Distler: “No Brasil, temos crises tanto em telecomunicações quanto em mídia. Se olhar para os Estados Unidos, a resposta é uma aproximação entre esses setores”
Distler: “No Brasil, temos crises tanto em telecomunicações quanto em mídia. Se olhar para os Estados Unidos, a resposta é uma aproximação entre esses setores”

“E a base de usuários e as receitas, apesar do crescimento acelerado de dados, estão estabilizadas. O serviço de voz, quando agrega mais assinantes e fala mais, tem mais receita, a conta aumenta. Dados é o contrário. Com a concorrência, o pacote de dados é cada vez mais completo e o custo por megabit tem caído. É uma crise do modelo. Todos esses caras — Google, nova economia, Netflix, fintechs — navegam sobre uma rede de telecomunicações sem pagar nada por isso. E essa situação não é sustentável, já está claro”, diz. E essa quebra do modelo de negócios vem tanto da evolução tecnológica quanto da demanda do consumidor, que desenvolve hábitos justamente a partir da tecnologia disponível. “Claro que as operadoras não vão acabar porque, sem suas redes, acaba tudo. Mas o atual modelo não é mais viável. O que existe é uma inércia”, afirma Distler que aponta, no entanto, para um contra-ataque que prevê a união, justamente, de operadoras de telecomunicações com empresas de mídia. “Nos Estados Unidos, a AT&T comprou a Time Warner, a Comcast adquiriu a NBCUniversal e ambas estão reformatando seus pacotes e lançando seus serviços de streaming. A Verizon se associou à Disney e todos esses players vão concorrer com a Netflix. São teles e produtores de conteúdo que usarão a estrutura da rede de cabos que já é trafegada por serviços de streaming sem essa associação”, explica. O diretor da Accenture afirma que esta é uma nova realidade.

No Brasil, no entanto, o cenário é outro. “É muito difícil discutir o next no Brasil enquanto ainda se debate quanto é que tem que se investir em orelhão. Que é o que estávamos fazendo até ontem. A boa notícia é que foi aprovado o projeto de lei que permite que as teles saiam do modelo de concessão (em vigor desde a privatização, em 1998) e vão para o modelo de autorização, que dá mais flexibilidade. Isso é um passo importante porque você tira as amarras.
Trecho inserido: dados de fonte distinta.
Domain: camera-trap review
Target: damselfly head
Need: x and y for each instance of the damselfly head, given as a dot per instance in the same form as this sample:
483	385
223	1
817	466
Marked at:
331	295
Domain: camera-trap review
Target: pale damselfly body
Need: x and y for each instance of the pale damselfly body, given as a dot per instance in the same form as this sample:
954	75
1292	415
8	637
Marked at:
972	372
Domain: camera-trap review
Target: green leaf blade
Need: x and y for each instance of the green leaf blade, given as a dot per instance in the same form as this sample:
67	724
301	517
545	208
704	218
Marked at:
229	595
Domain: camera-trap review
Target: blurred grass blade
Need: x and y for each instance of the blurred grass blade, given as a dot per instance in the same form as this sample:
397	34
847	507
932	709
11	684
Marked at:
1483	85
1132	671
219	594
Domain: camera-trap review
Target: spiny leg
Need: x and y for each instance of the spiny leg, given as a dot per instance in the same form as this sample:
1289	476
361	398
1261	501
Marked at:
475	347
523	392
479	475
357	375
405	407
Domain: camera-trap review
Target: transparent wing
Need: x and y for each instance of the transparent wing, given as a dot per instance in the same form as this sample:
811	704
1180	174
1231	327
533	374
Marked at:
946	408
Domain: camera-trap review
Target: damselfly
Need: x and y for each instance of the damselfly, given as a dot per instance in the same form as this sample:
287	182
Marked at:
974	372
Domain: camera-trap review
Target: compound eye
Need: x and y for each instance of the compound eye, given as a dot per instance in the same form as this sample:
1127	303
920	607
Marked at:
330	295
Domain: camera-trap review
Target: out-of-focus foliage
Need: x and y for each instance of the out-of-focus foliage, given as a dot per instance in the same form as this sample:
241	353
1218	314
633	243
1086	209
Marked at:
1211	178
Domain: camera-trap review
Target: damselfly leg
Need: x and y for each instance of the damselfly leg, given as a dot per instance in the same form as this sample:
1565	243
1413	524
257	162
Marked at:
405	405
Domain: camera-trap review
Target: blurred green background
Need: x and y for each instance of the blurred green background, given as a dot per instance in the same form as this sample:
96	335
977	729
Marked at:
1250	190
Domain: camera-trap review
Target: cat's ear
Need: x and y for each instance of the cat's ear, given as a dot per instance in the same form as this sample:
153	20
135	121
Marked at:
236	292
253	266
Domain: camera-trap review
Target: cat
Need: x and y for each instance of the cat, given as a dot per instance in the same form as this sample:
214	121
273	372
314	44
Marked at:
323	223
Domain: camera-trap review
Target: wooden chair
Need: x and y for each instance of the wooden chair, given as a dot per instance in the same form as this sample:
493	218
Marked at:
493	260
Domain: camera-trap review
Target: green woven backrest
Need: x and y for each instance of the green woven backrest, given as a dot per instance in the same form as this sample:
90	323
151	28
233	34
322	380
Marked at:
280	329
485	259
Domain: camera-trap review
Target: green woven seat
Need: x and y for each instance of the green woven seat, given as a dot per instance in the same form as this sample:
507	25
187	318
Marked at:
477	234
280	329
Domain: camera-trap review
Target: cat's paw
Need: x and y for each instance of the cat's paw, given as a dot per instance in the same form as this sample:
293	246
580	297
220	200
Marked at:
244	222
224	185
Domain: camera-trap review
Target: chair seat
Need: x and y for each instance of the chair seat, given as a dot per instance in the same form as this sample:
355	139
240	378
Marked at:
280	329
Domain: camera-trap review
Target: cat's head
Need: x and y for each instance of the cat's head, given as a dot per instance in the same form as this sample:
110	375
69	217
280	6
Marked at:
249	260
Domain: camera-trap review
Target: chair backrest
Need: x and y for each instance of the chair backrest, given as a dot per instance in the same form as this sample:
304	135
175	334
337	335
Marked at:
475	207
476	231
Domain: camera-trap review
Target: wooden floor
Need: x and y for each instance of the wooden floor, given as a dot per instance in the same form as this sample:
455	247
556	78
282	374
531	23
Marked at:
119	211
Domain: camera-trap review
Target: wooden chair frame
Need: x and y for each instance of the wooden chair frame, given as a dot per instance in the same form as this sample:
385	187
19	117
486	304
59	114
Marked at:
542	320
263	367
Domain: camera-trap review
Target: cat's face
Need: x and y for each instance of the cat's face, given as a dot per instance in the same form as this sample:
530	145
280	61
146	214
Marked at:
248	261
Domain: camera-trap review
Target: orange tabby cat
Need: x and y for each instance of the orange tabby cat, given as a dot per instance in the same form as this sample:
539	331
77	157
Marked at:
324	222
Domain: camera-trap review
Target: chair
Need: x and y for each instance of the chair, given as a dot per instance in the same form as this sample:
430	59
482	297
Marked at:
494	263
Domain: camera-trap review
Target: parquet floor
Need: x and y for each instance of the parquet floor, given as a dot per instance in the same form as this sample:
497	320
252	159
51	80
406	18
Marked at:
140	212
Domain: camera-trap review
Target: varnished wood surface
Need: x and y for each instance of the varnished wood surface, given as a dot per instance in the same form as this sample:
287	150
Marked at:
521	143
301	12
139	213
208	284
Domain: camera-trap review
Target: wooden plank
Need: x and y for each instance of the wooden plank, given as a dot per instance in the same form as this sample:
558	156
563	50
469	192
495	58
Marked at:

Com a legislação que estava em vigor, se obrigava as teles a direcionar bilhões de investimentos em rede de cobre, em telefone público. Não tem nada a ver. Porque precisaremos de bilhões de reais para o 5G. Precisamos abandonar isso e partir para o next. Outro passo é o projeto de lei que está em tramitação, e pode ser aprovado, que acaba com a limitação de propriedade cruzada de telecomunicação e mídia. Que é necessário. Porque no Brasil temos problemas e crises tanto no lado de telecomunicações quanto no de mídia. E a resposta, se olhar para os EUA, é uma aproximação entre esses setores”, analisa.

Digitais com conteúdo

Ana Paula, da TIM: “A tecnologia permite melhor conhecimento do cliente, assertividade das mensagens e mensuração precisa dos resultados”
Ana Paula, da TIM: “A tecnologia permite melhor conhecimento do cliente, assertividade das mensagens e mensuração precisa dos resultados”

O que antes exigia trabalho manual, agora está, juntamente com profissionais qualificados, nas mãos da tecnologia.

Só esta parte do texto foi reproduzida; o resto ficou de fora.